Sortear riesgos y regulaciones han sido los factores que históricamente han impulsado la dinámica de esa innovación. Sería un error que algunas de las visiones liquidacionistas derivadas de la crisis (donde anidan los defensores de la nacionalización de la banca o los pocos empeñados en la autorregulación) alcanzaran a estigmatizar esa dinámica. La mayoría de los nuevos instrumentos y técnicas, especialmente los asignados a la gestión de riesgos de todo tipo, seguirán siendo piezas fundamentales en esas nuevas finanzas que emerjan tras la restauración de los destrozos ocasionados por esta crisis.

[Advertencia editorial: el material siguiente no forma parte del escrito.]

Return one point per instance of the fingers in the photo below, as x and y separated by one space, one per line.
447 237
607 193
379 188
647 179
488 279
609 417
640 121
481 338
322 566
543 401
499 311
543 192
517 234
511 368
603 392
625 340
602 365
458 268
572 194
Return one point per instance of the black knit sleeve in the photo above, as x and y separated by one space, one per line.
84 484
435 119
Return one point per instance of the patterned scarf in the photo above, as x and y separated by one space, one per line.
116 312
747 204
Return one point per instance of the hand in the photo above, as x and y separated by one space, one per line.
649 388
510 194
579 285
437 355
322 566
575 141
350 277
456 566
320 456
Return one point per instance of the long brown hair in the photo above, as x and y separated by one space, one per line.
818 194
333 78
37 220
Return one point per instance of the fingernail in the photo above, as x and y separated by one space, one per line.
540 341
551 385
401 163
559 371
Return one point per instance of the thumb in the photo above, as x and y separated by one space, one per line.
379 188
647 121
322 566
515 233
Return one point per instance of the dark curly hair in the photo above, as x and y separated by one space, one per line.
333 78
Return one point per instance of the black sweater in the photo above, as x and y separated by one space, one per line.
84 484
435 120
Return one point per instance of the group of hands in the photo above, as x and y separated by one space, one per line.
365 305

Lo relevante es quién los usa y, por supuesto, el grado de supervisión pública del funcionamiento de los mercados respectivos.

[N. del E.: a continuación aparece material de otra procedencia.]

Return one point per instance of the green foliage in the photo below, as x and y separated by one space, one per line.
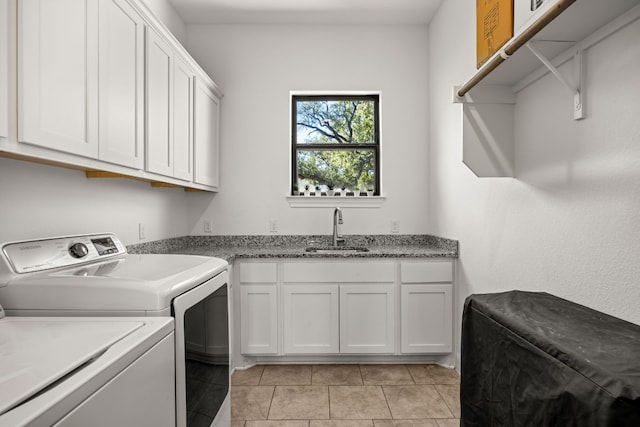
348 126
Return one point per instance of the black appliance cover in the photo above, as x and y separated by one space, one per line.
533 359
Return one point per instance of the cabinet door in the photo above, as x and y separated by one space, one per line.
182 120
57 75
311 319
258 319
159 120
367 318
121 90
4 68
206 137
426 318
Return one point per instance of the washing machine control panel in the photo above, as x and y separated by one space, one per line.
38 255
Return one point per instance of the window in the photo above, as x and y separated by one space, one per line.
335 143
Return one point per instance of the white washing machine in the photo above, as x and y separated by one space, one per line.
92 275
86 371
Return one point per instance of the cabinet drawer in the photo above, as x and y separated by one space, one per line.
339 272
426 272
258 272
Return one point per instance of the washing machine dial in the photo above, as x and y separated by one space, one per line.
78 250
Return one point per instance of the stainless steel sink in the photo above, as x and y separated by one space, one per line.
337 250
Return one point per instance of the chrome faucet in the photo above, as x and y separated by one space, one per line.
337 219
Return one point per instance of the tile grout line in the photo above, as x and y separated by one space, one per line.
444 400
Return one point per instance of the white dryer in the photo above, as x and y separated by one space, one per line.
93 275
100 372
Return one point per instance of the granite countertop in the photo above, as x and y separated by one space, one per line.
231 248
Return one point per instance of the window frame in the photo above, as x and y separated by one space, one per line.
335 96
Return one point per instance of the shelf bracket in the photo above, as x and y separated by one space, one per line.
574 88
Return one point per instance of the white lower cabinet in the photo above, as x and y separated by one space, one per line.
258 319
426 318
311 319
346 307
367 318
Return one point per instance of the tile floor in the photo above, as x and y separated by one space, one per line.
345 396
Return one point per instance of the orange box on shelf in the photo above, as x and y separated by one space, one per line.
494 27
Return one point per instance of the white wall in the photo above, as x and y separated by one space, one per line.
568 223
257 67
166 13
45 201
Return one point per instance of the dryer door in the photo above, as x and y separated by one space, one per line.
202 352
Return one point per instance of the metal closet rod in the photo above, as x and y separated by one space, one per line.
514 45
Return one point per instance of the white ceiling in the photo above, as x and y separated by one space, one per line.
306 11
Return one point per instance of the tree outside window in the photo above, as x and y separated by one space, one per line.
336 143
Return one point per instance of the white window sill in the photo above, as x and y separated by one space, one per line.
331 201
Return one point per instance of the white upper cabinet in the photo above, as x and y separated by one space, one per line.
169 96
102 85
206 137
57 68
159 80
182 120
4 68
121 90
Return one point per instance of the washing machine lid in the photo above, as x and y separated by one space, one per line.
37 352
130 283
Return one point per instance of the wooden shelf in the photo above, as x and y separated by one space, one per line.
575 22
488 98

Es en este punto en el que cobra toda su significación la defensa que hace Robert Shiller en su último trabajo (The Subprime Solution, Princeton, 2008). Más allá de la proximidad explicativa con las hipótesis de Minsky, lo relevante es la propuesta de "democratizar la innovación financiera" para ponerla a disposición de una gestión de riesgos que sirva a los intereses de la mayoría de los ciudadanos. Es otra forma, absolutamente complementaria, de que las finanzas no anden solas. Es también, probablemente, la más necesaria para atenuar el distanciamiento de los ciudadanos y los contribuyentes de un sistema financiero (fundamentalmente bancario) hoy apuntalado con fondos públicos en buena parte de las economías más prósperas del planeta.

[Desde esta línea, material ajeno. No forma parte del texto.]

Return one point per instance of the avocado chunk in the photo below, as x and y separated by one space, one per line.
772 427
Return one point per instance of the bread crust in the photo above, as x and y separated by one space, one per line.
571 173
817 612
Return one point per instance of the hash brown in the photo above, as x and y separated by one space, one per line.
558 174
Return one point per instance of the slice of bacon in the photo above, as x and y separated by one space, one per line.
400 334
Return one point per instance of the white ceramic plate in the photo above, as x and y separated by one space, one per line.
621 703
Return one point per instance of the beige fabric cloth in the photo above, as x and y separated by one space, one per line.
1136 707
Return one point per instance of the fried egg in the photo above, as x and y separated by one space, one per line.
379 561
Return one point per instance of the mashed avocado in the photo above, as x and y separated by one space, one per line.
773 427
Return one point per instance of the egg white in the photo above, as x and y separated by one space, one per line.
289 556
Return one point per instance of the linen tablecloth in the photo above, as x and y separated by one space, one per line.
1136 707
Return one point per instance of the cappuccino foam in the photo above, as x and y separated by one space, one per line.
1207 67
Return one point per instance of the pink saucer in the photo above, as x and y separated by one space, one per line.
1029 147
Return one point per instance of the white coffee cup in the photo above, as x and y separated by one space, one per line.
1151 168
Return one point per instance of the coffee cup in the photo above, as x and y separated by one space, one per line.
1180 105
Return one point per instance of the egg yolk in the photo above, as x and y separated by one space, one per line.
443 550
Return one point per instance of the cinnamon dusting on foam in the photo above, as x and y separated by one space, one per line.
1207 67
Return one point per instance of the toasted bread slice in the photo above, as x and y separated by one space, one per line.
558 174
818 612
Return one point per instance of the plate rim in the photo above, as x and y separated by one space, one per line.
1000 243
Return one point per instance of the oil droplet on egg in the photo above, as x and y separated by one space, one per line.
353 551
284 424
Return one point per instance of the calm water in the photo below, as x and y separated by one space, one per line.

Los manifiestos casos de corrupción ahora conocidos, las anomalías en la gestión de fondos de clientes, los errores de las agencias de rating, las escandalosas retribuciones de algunos directivos de empresas financieras o los no menos serios problemas de gobierno corporativo de diversos bancos conforman un catálogo de atributos de lo que Paul Krugman ya ha acuñado como "economía Madoff". Su credencial más expresiva es ese peso específico de las rentas de la industria de servicios financieros en las últimas décadas que en modo alguno se corresponde con el valor creado en estos años. De hecho, el inventario, necesariamente provisional, de destrozos estrictamente financieros ocasionado por esta crisis hasta la fecha no tiene precedentes.
En esa colección de fallos e infamias que esta crisis está revelando no falta la insuficiente calidad de la supervisión en aquellos sistemas financieros en los que han aflorado anomalías más explícitas. Algunas de ellas más propias de aquellas economías que sirvieron para acuñar aquella caracterización de crony capitalism (capitalismo de amiguetes) para denotar el compadreo entre supervisores y supervisados o entre empresas financieras y empresas del sector real, tan frecuentes en algunas economías en desarrollo antes de la crisis asiática de 1997. Eso fue un año antes del salvamento coordinado por el Banco de la Reserva Federal de Nueva York del mayor hedge fund de entonces, el estadounidense Long Term Capital Management, primera advertencia seria de que las finanzas, aun cuando fueran conducidas por egregios académicos como los que se sentaban en el consejo de administración de esa selecta empresa, no era conveniente que estuvieran solas. Las instituciones públicas, los Gobiernos, son más importantes de lo que se creía, no sólo para paliar los frecuentes fallos de mercado.